Once all the unit and integration test code coverage data is interpreted and stored in the Sonar database, project statistics can be made available by adding the "Integration Test Cover" widget to the its dashboard. As usual, drill-down is available from this widget. Also at file level, detailed code coverage information split by unit and integration test can be accessed from the "Coverage" tab, as shown below. Sonar Code Coverage Tab
If we were to compare the statistics on the code coverage reports generated by the Sonar with those generated by the jacoco:report goal, we would immediately note that the percentages vary. This difference is due to the fact that despite both tools consume the same jacoco.exec/jacoco-it.exec file, coverage statistics are computed differently.
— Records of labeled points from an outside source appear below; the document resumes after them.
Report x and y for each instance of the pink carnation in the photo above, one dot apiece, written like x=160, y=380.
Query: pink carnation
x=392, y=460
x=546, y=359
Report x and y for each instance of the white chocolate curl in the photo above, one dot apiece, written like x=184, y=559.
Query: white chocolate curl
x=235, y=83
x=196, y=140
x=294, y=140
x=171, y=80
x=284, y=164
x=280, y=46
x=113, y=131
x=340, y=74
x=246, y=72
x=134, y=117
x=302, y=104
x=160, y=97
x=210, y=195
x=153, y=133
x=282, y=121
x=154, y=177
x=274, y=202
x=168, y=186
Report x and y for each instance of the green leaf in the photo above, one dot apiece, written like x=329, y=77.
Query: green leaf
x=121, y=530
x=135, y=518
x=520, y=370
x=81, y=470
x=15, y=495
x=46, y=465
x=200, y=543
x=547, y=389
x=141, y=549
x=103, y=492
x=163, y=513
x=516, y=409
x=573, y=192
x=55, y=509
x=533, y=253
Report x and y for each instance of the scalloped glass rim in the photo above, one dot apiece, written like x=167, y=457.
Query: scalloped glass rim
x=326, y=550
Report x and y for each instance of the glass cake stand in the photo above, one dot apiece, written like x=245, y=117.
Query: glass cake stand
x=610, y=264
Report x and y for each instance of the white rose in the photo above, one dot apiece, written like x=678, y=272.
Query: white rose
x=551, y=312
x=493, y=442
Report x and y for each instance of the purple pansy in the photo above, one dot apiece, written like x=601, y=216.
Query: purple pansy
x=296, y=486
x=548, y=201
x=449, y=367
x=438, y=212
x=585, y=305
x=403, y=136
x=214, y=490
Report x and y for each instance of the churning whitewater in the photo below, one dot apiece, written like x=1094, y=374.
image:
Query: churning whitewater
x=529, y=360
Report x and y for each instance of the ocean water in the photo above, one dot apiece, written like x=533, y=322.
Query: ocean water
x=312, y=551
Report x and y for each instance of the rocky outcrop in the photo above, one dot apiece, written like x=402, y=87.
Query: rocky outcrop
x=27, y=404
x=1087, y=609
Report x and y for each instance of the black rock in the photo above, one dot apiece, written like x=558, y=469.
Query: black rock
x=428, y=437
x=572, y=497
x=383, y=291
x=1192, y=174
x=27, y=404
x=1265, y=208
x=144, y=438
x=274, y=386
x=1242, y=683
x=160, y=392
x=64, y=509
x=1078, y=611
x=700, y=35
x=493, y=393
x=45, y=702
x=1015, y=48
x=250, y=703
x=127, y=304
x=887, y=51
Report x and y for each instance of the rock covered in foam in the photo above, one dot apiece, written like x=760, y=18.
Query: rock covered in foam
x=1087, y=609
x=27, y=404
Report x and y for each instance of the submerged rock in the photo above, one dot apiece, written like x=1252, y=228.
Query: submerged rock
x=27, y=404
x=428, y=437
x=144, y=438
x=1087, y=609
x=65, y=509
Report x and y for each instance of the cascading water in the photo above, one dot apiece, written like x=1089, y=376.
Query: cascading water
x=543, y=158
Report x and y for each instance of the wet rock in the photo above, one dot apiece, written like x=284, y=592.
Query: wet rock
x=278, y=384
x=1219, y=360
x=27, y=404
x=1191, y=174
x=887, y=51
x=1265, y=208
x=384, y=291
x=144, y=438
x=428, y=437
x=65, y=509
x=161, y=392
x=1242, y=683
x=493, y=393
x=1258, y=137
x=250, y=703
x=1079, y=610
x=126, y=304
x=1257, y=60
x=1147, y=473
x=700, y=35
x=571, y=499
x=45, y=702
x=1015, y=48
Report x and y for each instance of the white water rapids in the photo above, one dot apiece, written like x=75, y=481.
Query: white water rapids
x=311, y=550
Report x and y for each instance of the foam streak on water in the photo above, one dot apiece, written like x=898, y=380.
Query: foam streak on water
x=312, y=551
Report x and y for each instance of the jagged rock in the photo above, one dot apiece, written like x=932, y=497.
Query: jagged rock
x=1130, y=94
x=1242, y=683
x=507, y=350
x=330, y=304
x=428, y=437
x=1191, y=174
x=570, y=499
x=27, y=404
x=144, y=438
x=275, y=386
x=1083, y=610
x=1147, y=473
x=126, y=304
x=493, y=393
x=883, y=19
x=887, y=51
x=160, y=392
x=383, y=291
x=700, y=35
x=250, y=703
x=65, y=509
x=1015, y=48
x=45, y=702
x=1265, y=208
The jacoco:report plugin bases its percentages on simple proportional calculations, while Sonar employs a subtle mix of line and branch coverage. On a closer look however, both JaCoCo and Sonar report the same figures in terms of line and branch coverage count (compare green and blue markings in figures below); it is only the percentage calculations that vary. Sonar Code Coverage Report Jacoco Code Coverage ReportFor a detailed description on the actual formulas used by Sonar to compute code coverage figures, refer to the Sonar Metric Definitions wiki. Recent versions of Sonar even combine the code coverage results of unit and integration tests by using the sonar.jacoco.reportPath and sonar.jacoco.itReportPath properties, in order to come up with an overall code coverage figure.


This article introduced the notion of code coverage and how it can be achieved in Maven using the Surefire and JaCoCo plugins. It then moved on to describing the differences between unit and integration tests, and proposed a simple scheme with which unit and integration test code coverage reports can be separated by JaCoCo when generated, and later by Sonar when consumed.